Dominique R. Poirier

Augusto Pinochet was probably not the best president an occidental democracy would have expected, at least because political unsmiling leaders wearing ostensibly military uniform and black sunglasses are seldom popular. Circumstances prevailing in Chile at that time put Pinochet in the obligation to rely on methods that couldn’t but be questionable in modern countries of the northern hemisphere.

Now, despite those disputable practices the fact remains, overall, that anyone cannot but acknowledge that the man did much more good for Chile than his predecessor did or would have done, to the extent that economy and the well being of the population in Chile at the end of Pinochet governance counted among the best one could find in South America.

Those who never had the opportunity to travel to France, where I live now, will be perhaps surprised to learn in many French cities and towns there is a street or an avenue named after Salvador Allende, even though barely one French on ten knows who’s this person and in which country he lived.
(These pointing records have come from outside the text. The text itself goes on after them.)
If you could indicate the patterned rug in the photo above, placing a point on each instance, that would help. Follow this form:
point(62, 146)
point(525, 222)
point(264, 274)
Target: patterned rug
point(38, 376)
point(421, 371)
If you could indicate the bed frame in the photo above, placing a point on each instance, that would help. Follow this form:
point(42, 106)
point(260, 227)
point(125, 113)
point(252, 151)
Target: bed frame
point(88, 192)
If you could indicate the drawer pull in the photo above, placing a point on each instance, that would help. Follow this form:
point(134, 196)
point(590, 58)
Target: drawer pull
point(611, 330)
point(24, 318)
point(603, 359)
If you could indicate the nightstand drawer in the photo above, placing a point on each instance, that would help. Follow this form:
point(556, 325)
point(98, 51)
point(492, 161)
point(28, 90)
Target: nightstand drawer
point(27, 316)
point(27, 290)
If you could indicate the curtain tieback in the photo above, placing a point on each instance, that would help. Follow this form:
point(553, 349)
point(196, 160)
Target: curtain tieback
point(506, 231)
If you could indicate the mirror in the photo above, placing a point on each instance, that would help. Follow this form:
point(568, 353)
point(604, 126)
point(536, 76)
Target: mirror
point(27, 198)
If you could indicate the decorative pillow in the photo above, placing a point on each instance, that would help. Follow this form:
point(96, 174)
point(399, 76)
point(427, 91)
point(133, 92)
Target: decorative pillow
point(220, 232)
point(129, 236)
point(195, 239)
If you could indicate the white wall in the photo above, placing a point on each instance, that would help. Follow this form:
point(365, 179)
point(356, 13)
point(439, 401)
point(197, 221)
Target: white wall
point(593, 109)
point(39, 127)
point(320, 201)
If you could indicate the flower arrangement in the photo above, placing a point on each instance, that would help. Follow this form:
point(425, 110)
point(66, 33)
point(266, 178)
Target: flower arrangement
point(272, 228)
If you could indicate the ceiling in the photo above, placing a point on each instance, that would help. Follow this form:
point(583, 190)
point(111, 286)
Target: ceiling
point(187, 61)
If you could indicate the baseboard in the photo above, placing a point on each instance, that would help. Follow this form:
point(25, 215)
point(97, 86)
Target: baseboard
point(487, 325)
This owes to the fact that when a Communist is elected as mayor one of the first thing he does is to rename after the name of a communist personalities as much streets, avenues, avenues and administrative buildings as he can.
Thus it is not uncommon in France to find streets, avenues and places bearing names such as Lenin, Gagarin, Trotsky, Marx, etc; but never Joseph Stalin, at least.
However, French main streets and places are the more often named after the names of General de Gaulle and of this of the General Leclerc. There are some rare arteries named after names such as Franklin D. Roosevelt, President Wilson, George Washington, Lafayette, Eisenhower, and Benjamin Franklin. Overwhelmingly, thus named arteries are to be found in upper class areas.
As far as I know, there is not one street in the whole country named after the name of Augusto Pinochet. If one rightist mayor ever attempted to make such an exception, the left would immediately make a case with it and bring it to court and parliament. This anecdotic comment exemplifies what is democracy according to the left as JDZ pointed it out in this article.